NOTES ON JANUARY 2025:
January always feels a little wrong to me. It’s probably just the cold and the dark, but maybe some of it is the pressure of noticing time, of resolutions, of being born not long after the year turns over. I swear we should all be hibernating, hopefully with full bellies and companionship. This January has seen Trump’s inauguration and an immediate campaign aimed against pretty much everyone I love or care about. Sometimes writing feels useless in the face of all this, but I know by now it also keeps me sane. A friend and I were talking about literary fiction, and how bleak it can be. I’m no stranger to reading for escapism either, but I felt defensive — yes, sometimes the things we read are bleak, even devastating, occupied with not only hopelessness but the way we contribute to our own unhappiness, the systems of the world designed to crush, but it’s art. Someone made it. Someone put time and effort and energy into creating a container for us to experience something dreadful and still come out the other side alive, safe, entertained, moved. I think making art out of our lives is such a hopeful act, maybe even especially if the art is complicated, hard, painful, or transgressive. It’s so human, to want to reify, concretize, and make mysterious our own experiences.
As for my own writing, I’ve been working, so my writing comes in fits and starts, which is difficult for something the length of a novel, but I’m taking it chapter by chapter. Hopefully some time will clear in my schedule to dive in.

MICROCLIMATE: Snow! It’s been cold and dry and windy and then finally cold and wet. It doesn’t quite feel like winter to me until it snows, and I missed the snow in December.
READING:
"He’d heard a woman ask another woman if she should keep going to her gay hairdresser. Ridiculous, but better than feeling like you lived in some alternate universe where no one could hear you calling for help. Now it was like people could hear and just didn’t care. But wasn’t that progress?" — The Great Believers by Rebecca Makkai. I feel a little embarrassed that this is the first novel I've read centered on gay men during the AIDs crisis. It's clear from the start it's well-researched, and I felt moved frequently, though I wondered if its popularity with readers was due to Fiona's narrative in the present (well… the mid 2010s) rather than than Yale's in 1985 in Chicago. I felt much more drawn to his and his friends’ stories, but maybe that’s the pleasure of a narrative split between two times.
Here’s my question. How do we keep doing this—making art? I started Stacey D'Erasmo’s The Long Run months ago and read it slowly, returning to it when my own optimism about art failed. Not at all a straightforward interview series, this one combines memoir, art history and criticism, and yes, interviews interested in the how and why we stick to making art. “An unspoken pact was that we would, against all odds, make one another alive.”

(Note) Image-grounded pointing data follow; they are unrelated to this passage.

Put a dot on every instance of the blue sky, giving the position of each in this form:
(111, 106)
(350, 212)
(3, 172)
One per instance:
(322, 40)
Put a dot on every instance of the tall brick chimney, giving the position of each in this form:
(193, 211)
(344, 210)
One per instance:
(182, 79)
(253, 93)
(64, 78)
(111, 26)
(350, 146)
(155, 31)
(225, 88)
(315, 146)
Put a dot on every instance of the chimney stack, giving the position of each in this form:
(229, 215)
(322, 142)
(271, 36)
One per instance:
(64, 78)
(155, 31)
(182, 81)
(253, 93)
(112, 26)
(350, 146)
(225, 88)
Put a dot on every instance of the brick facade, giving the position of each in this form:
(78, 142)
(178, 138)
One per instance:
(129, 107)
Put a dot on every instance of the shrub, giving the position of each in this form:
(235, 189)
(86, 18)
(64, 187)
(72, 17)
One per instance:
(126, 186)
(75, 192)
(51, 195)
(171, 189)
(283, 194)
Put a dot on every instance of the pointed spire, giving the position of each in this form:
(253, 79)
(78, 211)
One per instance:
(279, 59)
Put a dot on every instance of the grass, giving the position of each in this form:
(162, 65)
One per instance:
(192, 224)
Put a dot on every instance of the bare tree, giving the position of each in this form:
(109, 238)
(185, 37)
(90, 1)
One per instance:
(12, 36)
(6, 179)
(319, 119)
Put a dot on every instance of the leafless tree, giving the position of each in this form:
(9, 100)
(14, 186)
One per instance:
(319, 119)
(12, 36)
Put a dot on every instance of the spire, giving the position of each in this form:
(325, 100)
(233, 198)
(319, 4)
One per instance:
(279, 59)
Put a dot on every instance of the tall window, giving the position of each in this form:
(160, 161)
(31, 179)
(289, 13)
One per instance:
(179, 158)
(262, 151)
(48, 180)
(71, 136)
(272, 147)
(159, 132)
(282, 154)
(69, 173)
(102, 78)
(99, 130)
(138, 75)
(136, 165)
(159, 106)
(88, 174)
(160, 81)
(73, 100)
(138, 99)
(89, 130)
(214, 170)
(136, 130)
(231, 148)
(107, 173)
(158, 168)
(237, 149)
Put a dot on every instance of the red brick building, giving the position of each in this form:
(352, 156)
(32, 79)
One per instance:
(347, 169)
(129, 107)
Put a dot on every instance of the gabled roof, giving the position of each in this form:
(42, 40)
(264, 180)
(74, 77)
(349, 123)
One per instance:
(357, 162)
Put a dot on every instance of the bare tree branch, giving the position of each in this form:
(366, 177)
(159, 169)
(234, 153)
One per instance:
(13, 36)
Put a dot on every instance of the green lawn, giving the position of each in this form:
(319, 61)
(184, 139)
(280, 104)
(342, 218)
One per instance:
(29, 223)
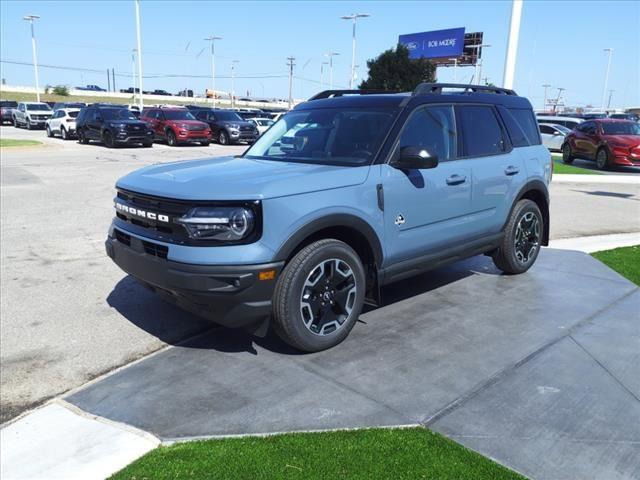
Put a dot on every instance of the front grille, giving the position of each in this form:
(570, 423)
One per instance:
(163, 225)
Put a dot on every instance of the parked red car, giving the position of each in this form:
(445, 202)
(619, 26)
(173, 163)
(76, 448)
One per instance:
(607, 141)
(176, 126)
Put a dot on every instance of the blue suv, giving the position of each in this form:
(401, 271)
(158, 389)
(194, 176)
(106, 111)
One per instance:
(348, 192)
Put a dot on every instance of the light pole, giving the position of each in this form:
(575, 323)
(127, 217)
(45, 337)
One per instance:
(233, 81)
(30, 19)
(331, 55)
(544, 102)
(478, 59)
(512, 44)
(455, 68)
(353, 17)
(139, 49)
(212, 39)
(606, 77)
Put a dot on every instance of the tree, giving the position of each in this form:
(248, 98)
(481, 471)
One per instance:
(394, 70)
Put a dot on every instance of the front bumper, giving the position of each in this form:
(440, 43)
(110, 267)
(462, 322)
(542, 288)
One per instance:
(230, 295)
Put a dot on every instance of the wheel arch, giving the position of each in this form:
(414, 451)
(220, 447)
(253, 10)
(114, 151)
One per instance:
(537, 192)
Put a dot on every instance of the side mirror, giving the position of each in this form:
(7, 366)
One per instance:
(415, 158)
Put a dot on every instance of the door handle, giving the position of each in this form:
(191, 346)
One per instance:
(456, 179)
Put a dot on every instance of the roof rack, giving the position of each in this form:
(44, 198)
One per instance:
(436, 88)
(340, 93)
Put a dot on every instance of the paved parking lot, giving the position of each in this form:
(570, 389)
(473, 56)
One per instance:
(84, 317)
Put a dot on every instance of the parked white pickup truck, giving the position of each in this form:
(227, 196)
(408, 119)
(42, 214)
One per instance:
(31, 115)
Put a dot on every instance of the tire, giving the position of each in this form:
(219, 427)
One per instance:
(567, 155)
(171, 138)
(602, 159)
(107, 139)
(522, 239)
(82, 138)
(301, 324)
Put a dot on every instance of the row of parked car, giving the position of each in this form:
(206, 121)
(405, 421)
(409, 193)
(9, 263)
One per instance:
(607, 140)
(116, 125)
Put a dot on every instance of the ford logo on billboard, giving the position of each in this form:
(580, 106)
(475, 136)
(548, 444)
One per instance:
(436, 44)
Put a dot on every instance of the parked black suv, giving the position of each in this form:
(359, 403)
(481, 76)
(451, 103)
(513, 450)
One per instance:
(227, 127)
(113, 125)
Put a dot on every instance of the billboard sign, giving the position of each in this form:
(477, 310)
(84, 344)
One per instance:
(436, 44)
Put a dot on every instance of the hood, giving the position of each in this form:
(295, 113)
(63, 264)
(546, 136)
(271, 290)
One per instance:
(627, 140)
(230, 178)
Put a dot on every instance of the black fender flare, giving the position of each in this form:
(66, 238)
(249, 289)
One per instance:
(343, 220)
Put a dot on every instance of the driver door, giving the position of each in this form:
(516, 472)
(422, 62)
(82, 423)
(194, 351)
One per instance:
(427, 209)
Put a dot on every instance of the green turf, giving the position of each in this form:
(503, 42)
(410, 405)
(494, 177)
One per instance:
(412, 453)
(8, 142)
(625, 261)
(560, 168)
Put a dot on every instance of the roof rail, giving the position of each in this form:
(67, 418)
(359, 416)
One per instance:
(340, 93)
(436, 88)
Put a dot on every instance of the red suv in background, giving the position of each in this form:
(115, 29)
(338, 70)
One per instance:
(607, 141)
(176, 126)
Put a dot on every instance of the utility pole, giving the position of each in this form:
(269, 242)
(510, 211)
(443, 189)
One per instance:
(331, 55)
(606, 77)
(353, 17)
(512, 44)
(30, 19)
(544, 102)
(233, 88)
(139, 50)
(212, 39)
(291, 64)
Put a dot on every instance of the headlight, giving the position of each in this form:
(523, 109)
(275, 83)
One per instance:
(219, 223)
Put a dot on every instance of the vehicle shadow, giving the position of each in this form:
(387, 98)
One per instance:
(175, 326)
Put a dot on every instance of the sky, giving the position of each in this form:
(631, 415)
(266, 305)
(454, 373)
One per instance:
(561, 43)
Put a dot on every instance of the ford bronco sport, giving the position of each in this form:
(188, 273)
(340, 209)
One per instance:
(346, 193)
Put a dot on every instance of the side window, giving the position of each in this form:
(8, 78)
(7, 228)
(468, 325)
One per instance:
(432, 128)
(481, 131)
(527, 122)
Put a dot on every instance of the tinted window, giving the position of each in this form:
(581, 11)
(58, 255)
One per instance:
(528, 123)
(516, 133)
(432, 129)
(480, 130)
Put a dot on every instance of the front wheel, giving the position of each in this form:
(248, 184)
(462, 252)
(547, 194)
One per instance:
(602, 159)
(567, 156)
(319, 296)
(522, 239)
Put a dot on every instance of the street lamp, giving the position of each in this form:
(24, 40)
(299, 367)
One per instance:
(331, 55)
(212, 39)
(30, 19)
(478, 59)
(353, 17)
(233, 78)
(139, 42)
(606, 78)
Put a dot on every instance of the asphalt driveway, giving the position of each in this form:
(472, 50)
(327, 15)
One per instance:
(538, 371)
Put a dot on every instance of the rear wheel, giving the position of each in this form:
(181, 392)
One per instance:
(602, 159)
(567, 155)
(319, 296)
(522, 239)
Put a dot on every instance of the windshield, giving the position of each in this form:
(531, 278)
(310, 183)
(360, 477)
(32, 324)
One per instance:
(227, 116)
(118, 114)
(325, 136)
(178, 115)
(38, 106)
(620, 128)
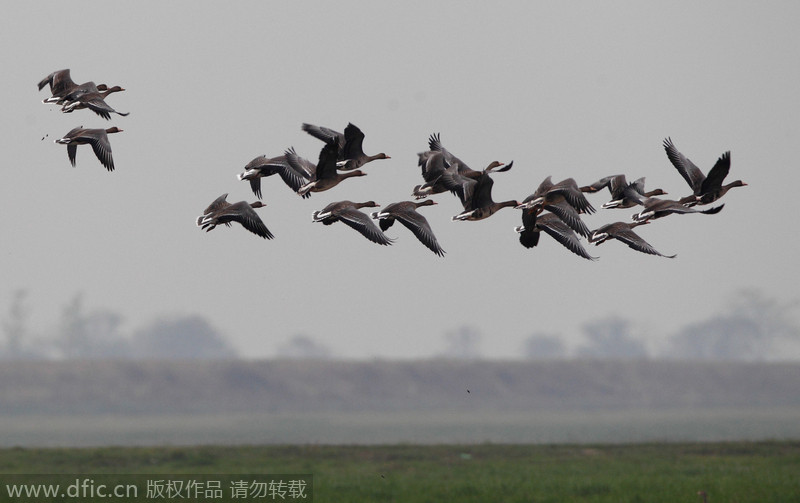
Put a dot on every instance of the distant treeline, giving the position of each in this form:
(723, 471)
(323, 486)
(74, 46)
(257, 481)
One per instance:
(168, 387)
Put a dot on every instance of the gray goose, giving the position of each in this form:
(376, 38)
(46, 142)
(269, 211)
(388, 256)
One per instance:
(263, 166)
(353, 156)
(74, 100)
(534, 222)
(565, 190)
(97, 138)
(623, 194)
(327, 135)
(95, 102)
(433, 166)
(222, 212)
(623, 231)
(458, 169)
(657, 208)
(326, 176)
(476, 196)
(347, 212)
(61, 85)
(559, 199)
(705, 188)
(406, 212)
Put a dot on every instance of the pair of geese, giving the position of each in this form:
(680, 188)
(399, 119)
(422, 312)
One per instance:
(72, 96)
(444, 172)
(705, 190)
(339, 159)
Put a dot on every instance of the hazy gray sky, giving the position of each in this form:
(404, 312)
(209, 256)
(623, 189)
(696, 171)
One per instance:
(568, 89)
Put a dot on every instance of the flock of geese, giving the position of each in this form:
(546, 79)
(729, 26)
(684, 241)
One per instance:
(71, 96)
(553, 208)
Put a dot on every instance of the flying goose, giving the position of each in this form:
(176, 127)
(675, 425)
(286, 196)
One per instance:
(533, 222)
(705, 188)
(623, 231)
(658, 208)
(326, 176)
(406, 213)
(222, 212)
(623, 194)
(97, 138)
(263, 166)
(95, 102)
(476, 197)
(353, 156)
(347, 212)
(61, 85)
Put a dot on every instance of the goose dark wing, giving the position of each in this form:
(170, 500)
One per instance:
(691, 173)
(633, 240)
(217, 204)
(717, 174)
(562, 233)
(243, 213)
(419, 226)
(353, 142)
(569, 215)
(363, 224)
(102, 149)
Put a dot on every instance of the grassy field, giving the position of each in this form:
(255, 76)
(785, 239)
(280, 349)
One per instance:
(669, 472)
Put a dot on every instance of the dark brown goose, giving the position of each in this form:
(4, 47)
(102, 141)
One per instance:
(658, 208)
(353, 156)
(623, 231)
(406, 212)
(327, 135)
(433, 166)
(222, 212)
(705, 188)
(623, 194)
(476, 196)
(347, 212)
(549, 193)
(61, 85)
(534, 222)
(97, 138)
(458, 167)
(557, 198)
(326, 176)
(75, 99)
(263, 166)
(95, 102)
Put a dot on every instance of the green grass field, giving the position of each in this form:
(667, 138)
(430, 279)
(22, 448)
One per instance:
(670, 472)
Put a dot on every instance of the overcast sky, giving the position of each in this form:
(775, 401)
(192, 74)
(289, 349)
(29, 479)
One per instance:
(568, 89)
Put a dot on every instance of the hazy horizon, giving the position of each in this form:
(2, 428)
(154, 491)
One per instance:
(579, 90)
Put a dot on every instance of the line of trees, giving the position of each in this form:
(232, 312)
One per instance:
(82, 334)
(753, 328)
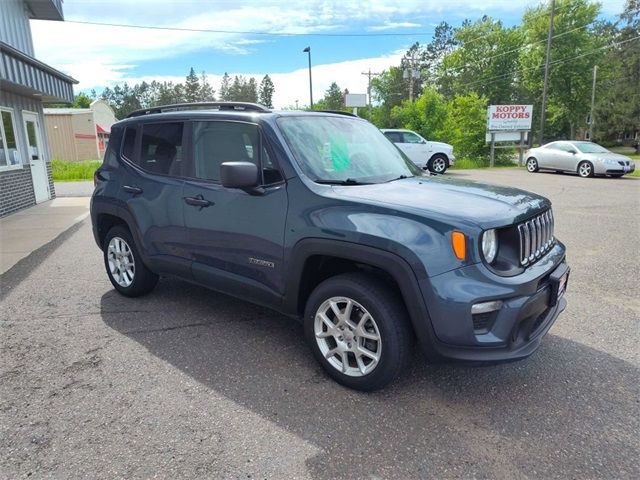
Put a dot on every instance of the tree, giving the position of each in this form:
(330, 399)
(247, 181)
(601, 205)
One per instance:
(206, 93)
(484, 61)
(192, 87)
(265, 93)
(575, 50)
(465, 126)
(618, 88)
(225, 88)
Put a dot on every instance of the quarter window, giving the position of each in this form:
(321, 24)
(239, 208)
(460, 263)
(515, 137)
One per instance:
(129, 143)
(411, 138)
(9, 155)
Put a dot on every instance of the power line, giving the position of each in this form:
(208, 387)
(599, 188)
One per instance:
(241, 32)
(522, 47)
(491, 80)
(278, 34)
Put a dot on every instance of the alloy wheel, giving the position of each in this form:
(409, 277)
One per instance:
(585, 169)
(348, 336)
(122, 266)
(439, 165)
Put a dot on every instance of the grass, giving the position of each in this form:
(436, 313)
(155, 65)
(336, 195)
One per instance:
(65, 171)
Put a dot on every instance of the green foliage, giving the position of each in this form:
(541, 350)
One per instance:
(425, 116)
(618, 93)
(66, 171)
(265, 92)
(575, 50)
(465, 126)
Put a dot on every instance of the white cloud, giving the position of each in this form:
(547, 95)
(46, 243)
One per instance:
(395, 25)
(292, 86)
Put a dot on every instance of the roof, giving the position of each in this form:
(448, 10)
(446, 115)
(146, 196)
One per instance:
(66, 111)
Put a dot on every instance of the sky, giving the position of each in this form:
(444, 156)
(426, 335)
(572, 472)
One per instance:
(253, 38)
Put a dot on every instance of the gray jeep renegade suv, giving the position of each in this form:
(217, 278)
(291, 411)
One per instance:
(317, 215)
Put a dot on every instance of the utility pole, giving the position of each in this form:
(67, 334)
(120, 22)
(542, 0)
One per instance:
(369, 75)
(546, 73)
(593, 102)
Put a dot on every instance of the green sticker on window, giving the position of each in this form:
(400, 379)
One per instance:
(340, 154)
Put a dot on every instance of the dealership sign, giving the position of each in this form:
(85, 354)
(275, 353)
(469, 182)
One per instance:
(509, 117)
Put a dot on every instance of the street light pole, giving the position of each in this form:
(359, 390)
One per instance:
(308, 51)
(593, 102)
(546, 72)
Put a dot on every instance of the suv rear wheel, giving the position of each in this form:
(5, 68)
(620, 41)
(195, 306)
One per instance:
(358, 330)
(125, 269)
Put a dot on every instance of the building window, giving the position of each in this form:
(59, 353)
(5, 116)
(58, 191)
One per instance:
(9, 155)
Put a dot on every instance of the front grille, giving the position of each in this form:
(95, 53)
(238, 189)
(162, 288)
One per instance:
(536, 237)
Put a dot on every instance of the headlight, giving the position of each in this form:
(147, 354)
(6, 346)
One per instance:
(489, 245)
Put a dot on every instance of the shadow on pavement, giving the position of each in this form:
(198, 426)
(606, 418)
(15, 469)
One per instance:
(568, 411)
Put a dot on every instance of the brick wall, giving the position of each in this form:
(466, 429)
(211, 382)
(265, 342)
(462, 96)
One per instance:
(16, 190)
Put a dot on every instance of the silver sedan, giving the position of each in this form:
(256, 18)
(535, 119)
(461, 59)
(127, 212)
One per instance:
(584, 158)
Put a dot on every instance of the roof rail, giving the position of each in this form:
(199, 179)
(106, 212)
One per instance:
(239, 106)
(337, 112)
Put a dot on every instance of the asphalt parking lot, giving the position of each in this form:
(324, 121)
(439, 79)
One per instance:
(188, 383)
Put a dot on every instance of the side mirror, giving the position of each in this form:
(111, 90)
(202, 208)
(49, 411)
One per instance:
(239, 175)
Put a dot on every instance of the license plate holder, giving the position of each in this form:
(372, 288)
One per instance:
(558, 280)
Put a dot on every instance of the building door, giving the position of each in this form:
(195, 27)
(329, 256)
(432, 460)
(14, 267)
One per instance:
(36, 157)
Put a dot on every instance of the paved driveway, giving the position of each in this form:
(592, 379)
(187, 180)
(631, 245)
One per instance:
(188, 383)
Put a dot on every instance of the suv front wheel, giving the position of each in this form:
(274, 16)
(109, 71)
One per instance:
(125, 269)
(358, 330)
(438, 164)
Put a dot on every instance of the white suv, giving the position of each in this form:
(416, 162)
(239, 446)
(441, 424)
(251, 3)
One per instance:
(433, 156)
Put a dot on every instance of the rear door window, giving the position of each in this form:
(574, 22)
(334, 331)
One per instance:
(161, 148)
(217, 142)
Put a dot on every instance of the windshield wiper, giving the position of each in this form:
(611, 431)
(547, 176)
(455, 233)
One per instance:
(348, 181)
(401, 177)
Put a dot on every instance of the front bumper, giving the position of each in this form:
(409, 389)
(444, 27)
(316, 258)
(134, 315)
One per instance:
(528, 310)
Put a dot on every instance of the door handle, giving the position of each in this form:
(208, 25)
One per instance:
(130, 189)
(198, 201)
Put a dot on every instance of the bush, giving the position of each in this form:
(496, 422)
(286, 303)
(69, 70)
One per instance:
(66, 171)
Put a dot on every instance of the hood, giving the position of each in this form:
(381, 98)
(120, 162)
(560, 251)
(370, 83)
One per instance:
(442, 145)
(611, 156)
(481, 204)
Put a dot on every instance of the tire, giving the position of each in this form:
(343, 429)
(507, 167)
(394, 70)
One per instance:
(438, 164)
(349, 336)
(585, 169)
(125, 269)
(532, 165)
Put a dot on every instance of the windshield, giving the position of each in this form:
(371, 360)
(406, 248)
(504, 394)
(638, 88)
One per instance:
(334, 150)
(589, 147)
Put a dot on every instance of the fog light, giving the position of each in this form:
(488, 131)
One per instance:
(486, 307)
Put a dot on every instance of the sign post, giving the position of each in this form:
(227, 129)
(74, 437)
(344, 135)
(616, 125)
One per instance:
(355, 100)
(508, 123)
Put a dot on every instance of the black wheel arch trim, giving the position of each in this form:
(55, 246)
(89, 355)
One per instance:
(102, 207)
(394, 265)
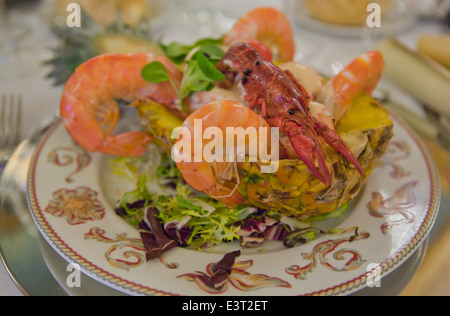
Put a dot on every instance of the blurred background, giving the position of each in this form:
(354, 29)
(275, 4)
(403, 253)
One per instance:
(39, 51)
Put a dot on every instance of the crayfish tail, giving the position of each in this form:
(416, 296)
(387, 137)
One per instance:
(309, 148)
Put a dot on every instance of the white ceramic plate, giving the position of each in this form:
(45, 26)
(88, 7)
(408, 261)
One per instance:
(71, 195)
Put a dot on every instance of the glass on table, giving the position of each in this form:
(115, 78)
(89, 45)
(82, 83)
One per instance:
(17, 56)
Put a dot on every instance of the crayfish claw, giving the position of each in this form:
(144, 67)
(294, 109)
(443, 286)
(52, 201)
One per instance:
(336, 142)
(309, 148)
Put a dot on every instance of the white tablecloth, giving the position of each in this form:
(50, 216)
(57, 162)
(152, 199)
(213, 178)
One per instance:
(41, 98)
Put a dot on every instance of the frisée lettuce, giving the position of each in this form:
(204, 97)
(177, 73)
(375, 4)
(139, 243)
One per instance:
(189, 216)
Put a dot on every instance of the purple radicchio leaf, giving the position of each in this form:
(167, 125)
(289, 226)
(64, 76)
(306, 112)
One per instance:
(254, 231)
(155, 240)
(221, 271)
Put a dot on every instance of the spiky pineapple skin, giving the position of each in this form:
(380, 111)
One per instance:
(293, 190)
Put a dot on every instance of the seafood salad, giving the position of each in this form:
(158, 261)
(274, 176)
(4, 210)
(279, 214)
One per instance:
(236, 141)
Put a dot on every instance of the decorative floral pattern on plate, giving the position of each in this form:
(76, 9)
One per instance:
(239, 278)
(128, 249)
(333, 264)
(65, 156)
(77, 206)
(395, 208)
(330, 247)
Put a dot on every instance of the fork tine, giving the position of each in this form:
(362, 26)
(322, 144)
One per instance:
(2, 121)
(10, 120)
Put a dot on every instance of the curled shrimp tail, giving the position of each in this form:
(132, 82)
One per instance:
(268, 25)
(133, 143)
(360, 75)
(337, 143)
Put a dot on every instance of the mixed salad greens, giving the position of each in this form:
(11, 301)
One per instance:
(166, 210)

If you, like me, seem to have an endless appetite for reading about how others make art, I’d highly recommend The Creative Independent.
One of those books you can’t stop reading because you are desperate to see some kind of safety arrive for the main characters, and somehow the safety never arrives — Rainbow Black by Maggie Thrash begins with Lacy, thirteen, living a pretty good life with her parents, daycare owners, in small-town New Hampshire. Then, her parents are accused of satanic rituals and child abuse. What follows is a compelling if sometimes unbelievable escalation of events, which does start with a very real point in history, the Satanic Panics of the 1980s. “… I was coming to grasp a truth reserved only for a certain, miserable subset of people. That murder is not the same as death. That human malice poisons the soil, and there would be no peace budding in the spring.”
Cy Ballard and their newsletter Cosmic Mystery Club reminded me of a book I’ve been wanting to read: Sara Grans’ Claire Dewitt and the City of the Dead. The library had both the ebook and audiobook available, which always feels like the height of luxury to me. Reading this felt like a way of grieving and honoring David Lynch, whose passing this month made me profoundly sad. Dreams, mysterious books, and coincidence all aid in the titular detective's investigation into a missing man. This is also a book about the time after a catastrophe (Hurricane Katrina, unnamed) when the people who lived through it must grapple with what it means to be alive.
NEWS: If you’re in Brooklyn please go see Nikita Shah’s communal kalamkari storycloth up at Brooklyn Community Pride Center (Crown Heights), which I was absolutely honored to contribute to. It’ll be there until February 15. I’ve mentioned Nikita’s fursat before, a kalamkari workshop she runs out of her apartment. Here’s Vandana Pawa talking beautifully about what Fursat is like.
I’ll be reading at Ditmas Lit with three incredible writers at the end of February. What should I read?